#Health : Salmonella #Outbreak in #Louisiana caused by 'jambalaya' dishes

State health officials suspect jambalaya is the cause of an outbreak of Salmonella poisoning in Caldwell Parish.

Easy Cajun Jambalaya

Dr. David Holcombe with the State Office of Public Health says there are 49 confirmed cases of a gastrointestinal illness with 31 people hospitalized. He says salmonella is usually associated with chicken and eggs.

The jambalaya used to be offered at an match in Caldwell Parish in northern Louisiana on October 16, the Louisiana Department of Health stated in a observation, CNN reported.

As of Oct. 19, there have been 49 showed circumstances of sickness amongst other folks ages 15-70.

Health officials believe that at least 300 people were served the suspect jambalaya and are anticipating there will be more reports of illness in the next several days,” the well being division stated. “One death has occurred and an autopsy is occurring to determine if the death was caused by this illness or other causes.

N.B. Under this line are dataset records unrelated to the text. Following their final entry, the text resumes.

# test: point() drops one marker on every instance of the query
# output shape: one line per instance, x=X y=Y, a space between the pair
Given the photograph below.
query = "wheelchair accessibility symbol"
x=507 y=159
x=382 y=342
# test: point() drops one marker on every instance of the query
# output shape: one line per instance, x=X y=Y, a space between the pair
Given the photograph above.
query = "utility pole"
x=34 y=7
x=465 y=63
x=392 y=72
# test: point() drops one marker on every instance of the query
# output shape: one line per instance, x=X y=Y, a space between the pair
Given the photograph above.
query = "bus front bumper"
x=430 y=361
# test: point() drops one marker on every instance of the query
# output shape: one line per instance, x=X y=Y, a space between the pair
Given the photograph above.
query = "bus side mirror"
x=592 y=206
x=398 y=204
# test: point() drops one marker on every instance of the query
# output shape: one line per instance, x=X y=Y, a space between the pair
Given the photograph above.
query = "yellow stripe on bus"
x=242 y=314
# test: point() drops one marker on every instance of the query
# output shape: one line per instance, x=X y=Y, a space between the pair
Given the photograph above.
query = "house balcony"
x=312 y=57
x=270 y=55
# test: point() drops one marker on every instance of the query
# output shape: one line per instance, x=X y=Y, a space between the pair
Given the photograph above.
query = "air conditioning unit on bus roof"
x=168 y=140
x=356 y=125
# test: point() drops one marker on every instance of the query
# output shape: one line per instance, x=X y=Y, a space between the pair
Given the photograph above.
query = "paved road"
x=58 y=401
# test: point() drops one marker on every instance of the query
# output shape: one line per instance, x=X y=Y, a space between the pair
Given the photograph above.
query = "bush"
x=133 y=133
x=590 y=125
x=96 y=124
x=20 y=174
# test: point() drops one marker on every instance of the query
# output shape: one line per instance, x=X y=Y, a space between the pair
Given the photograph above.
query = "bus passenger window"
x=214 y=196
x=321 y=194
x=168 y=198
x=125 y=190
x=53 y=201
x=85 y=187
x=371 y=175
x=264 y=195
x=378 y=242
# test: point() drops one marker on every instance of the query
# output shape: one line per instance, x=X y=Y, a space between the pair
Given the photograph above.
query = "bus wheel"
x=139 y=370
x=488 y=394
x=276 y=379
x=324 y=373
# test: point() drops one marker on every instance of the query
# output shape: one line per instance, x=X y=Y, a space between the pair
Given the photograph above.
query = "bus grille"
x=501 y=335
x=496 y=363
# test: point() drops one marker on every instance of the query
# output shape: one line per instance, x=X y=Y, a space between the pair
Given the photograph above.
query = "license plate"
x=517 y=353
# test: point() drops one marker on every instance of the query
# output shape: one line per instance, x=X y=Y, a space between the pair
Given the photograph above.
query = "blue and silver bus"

The division stated any meals purchased from the fundraiser, together with facet dishes that will have come into touch with the jambalaya, will have to be thrown away, CNN reported.

Holcombe, a specialist in internal medicine, 

started his education with a Bachelor of Science degree and a Master of Science degree. 
He then attended medical school at the Catholic University of Louvain in Brussels, Belgium where he received his M.D. degree with high honors.  He completed his residency and internship at the Wyman Park Health Systems in Baltimore, Maryland in 1986.  He then settled in Alexandria, Louisiana, where he has been employed at the Freedman Clinic of Internal Medicine.  

It’s usually problems associated with preparation, cross contamination of cutting boards or poor storage techniques for either the raw product or the cooked product.

Holcombe says they know that 300 plates of jambalaya were served at a softball charity event over the weekend. He says one person who showed symptoms associated with Salmonella poisoning died but it is still unclear if that is what caused his death.

The usual symptoms are abdominal cramping, fever and diarrhea. It can occur any time between six hours up to three days and it usually lasts between four and seven days.

Holcombe says very rarely will salmonella travel into the blood causing sepsis and eventually death. He also notes salmonella is difficult to spread from person to person.

So with adequate hand washing and not contaminated fecal matter than you’re getting in your hands, people should do fine.